Unvergessen: seine inspirierenden Vorträge, seine klugen Schriften, sein Charme und Wiener Schmäh. Ein Großer – so hätte er sich freilich selbst nie gesehen – der österreichischen Bildungsforschung ist tot. Er verstarb nach schwerer Krankheit am Mittwoch, dem 7. April 2020, in Wien im 74. Lebensjahr.
Er war Wiener von Geburt und blieb dieser Stadt sein Leben lang treu. Nach einer Elektrotechnik-Ausbildung an einer Höheren Technischen Lehranstalt zog es ihn als junger Ingenieur erst einmal nach Südafrika, wo er einige Jahre für ein großes Elektrounternehmen tätig war. Wieder zurück in Wien begann er ein Studium an der Berufspädagogischen Akademie, welches er mit der Lehramtsprüfung abschloss. In der darauffolgenden mehrjährigen Tätigkeit als Berufsschullehrer, die er mit Freude und viel Engagement ausübte, lernte er nicht nur das pädagogische Handwerkszeugs von Grund auf, er begann sich auch mehr und mehr für die theoretische und wissenschaftliche Auseinandersetzung mit dem Fachbereich der Berufsausbildung zu interessieren. Ab 1978 inskribierte er deshalb ein berufsbegleitendes Studium der Pädagogik und Politikwissenschaft an den Universitäten Wien und Klagenfurt, das er 1984 mit der Promotion abschloss. Ab 1985 war er Lehrbeauftragter und ab 1988 Professor an der Agrarpädagogischen Akademie Wien. Doch die universitäre Wissenschaft und Forschung ließ ihn nicht mehr los. Ab 1986 übernahm Erich Ribolits diverse Lehraufträge und Gastprofessuren an verschiedenen österreichischen Universitäten. 1996 erfolgte seine Habilitation und 2000 die Verleihung des Titels „Universitätsprofessor“. 2006 wechselte er an das Institut für Bildungswissenschaften der Universität Wien, wo er bis zu seiner Pensionierung 2008 in Forschung und Lehre sowie als Leiter der Forschungseinheit „Aus- und Weiterbildung“ tätig war. Doch der „Ruhestand“ war nicht seine Sache. Erich Ribolits war weiter ein gefragter Lehrbeauftragter an den Universitäten Wien, Klagenfurt und Graz – er schrieb, hielt Vorträge, diskutierte für sein Leben gern und übernahm Aufgaben als Herausgeber von Zeitschriften und in diversen Funktionen, wie zum Beispiel als Mitglied der Akkreditierungsgruppe von Ö-Cert.

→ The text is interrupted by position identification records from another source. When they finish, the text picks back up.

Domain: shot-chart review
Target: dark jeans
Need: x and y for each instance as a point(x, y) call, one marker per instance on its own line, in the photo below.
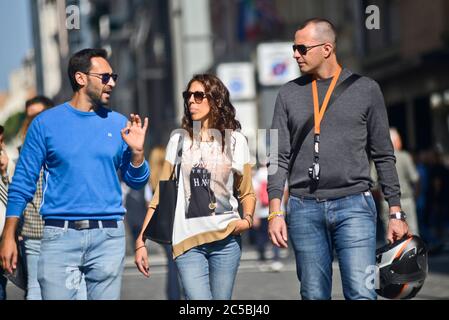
point(3, 281)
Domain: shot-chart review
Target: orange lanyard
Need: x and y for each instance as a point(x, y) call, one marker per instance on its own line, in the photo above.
point(317, 113)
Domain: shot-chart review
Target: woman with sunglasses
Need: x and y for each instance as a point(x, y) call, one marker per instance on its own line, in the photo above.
point(214, 163)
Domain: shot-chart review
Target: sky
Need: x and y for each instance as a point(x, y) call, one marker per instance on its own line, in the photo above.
point(15, 36)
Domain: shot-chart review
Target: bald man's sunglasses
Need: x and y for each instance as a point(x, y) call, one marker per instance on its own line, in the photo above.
point(302, 49)
point(105, 77)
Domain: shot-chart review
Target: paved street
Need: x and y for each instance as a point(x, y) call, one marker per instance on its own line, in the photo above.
point(254, 284)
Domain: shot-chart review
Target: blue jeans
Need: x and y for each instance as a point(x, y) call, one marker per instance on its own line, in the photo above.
point(68, 254)
point(346, 225)
point(32, 249)
point(208, 271)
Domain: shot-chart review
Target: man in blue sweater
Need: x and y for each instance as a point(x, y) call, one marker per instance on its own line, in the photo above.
point(81, 145)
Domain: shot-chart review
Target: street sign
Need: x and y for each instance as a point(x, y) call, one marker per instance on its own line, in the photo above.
point(275, 63)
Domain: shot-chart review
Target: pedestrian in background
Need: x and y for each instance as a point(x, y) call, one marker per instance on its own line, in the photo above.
point(6, 171)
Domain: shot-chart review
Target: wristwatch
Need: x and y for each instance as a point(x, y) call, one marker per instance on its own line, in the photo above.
point(399, 215)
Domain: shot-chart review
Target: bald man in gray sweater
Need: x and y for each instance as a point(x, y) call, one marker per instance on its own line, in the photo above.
point(330, 205)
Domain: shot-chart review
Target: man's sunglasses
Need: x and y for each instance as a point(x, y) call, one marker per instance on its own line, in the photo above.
point(198, 96)
point(302, 49)
point(105, 77)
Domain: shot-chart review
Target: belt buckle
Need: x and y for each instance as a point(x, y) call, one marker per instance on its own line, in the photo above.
point(82, 224)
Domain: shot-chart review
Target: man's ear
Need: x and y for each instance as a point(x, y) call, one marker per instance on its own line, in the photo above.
point(81, 78)
point(328, 49)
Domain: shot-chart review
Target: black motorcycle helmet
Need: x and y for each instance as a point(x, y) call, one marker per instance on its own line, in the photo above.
point(402, 268)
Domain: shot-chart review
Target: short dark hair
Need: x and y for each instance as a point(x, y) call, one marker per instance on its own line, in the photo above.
point(329, 24)
point(47, 102)
point(80, 62)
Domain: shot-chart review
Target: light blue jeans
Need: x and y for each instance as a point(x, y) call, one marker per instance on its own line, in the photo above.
point(208, 271)
point(68, 254)
point(32, 249)
point(346, 225)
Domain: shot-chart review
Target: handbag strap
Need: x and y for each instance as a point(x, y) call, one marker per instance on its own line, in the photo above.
point(178, 159)
point(310, 122)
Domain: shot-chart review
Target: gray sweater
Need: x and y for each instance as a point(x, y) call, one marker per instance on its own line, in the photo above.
point(355, 123)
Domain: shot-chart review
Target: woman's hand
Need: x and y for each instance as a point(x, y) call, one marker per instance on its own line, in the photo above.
point(241, 226)
point(141, 258)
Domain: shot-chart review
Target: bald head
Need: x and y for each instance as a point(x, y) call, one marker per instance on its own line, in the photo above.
point(322, 30)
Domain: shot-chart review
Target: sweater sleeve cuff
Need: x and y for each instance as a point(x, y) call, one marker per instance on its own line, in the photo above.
point(394, 201)
point(138, 171)
point(275, 194)
point(15, 209)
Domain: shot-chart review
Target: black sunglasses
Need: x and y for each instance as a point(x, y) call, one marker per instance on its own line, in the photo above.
point(105, 77)
point(302, 49)
point(198, 96)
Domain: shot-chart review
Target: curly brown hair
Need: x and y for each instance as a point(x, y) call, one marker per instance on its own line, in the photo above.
point(222, 110)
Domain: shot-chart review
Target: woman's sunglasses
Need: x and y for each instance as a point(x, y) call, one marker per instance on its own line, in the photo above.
point(302, 49)
point(198, 96)
point(105, 77)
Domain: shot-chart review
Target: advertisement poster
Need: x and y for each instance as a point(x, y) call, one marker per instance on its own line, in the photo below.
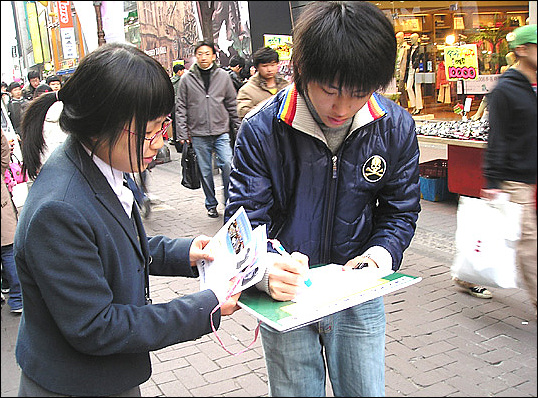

Wo anfangen bei seinen Verdiensten – und wo aufhören? Letzteres ist nicht als rein rhetorische Frage gemeint, sondern als Hinweis darauf, dass Erich Ribolits in seinen Büchern, Schriften, Vorträgen und Diskussionsbeiträgen noch lange fortwirken wird. Dies gilt nicht nur für die Scientific Community der Aus- und Weiterbildung, der Berufspädagogik und der Bildungswissenschaft insgesamt, sondern vor allem für die Vielzahl an Studierenden und Teilnehmenden, denen Erich Ribolits ein hoch geschätzter Lehrer – oft sogar lieber Freund war. Erich Ribolits gehörte einer Generation von Lehrenden und WissenschaftlerInnen an, die aufgrund ihrer politischen Sozialisation in den 1968er Jahren den demokratischen Grundsätzen von Mündigkeit, Solidarität, Mitbestimmung und Gleichheit zutiefst verbunden waren. Dies spiegelt sich nicht nur in seinen Büchern und Schriften wieder, die einem kritisch-emanzipatorischen Bildungsdiskurs verpflichtet waren, sondern auch in seiner Lehr- und Leitungstätigkeit, die immer auf gegenseitigem Respekt, auf Achtung und Kollegialität beruhte. Die Universität war für ihn kein „Elfenbeinturm“, sondern ein bunter Tummelplatz von Ideen, Ort kritischer Reflexion und Auseinandersetzung – kurz: ein Teil unserer „polis“.
Für Erich Ribolits war die Welt gestaltbar und veränderbar. Diskussionen und Debatten bereiteten ihm Lust und Freude, er vertrat seine Standpunkte hartnäckig, aber immer mit einem Schuss „Wiener Schmäh“. Er liebte das Leben, seine Frau und Familie und seine Freunde!
Lieber Erich, Du wirst uns allen unendlich fehlen!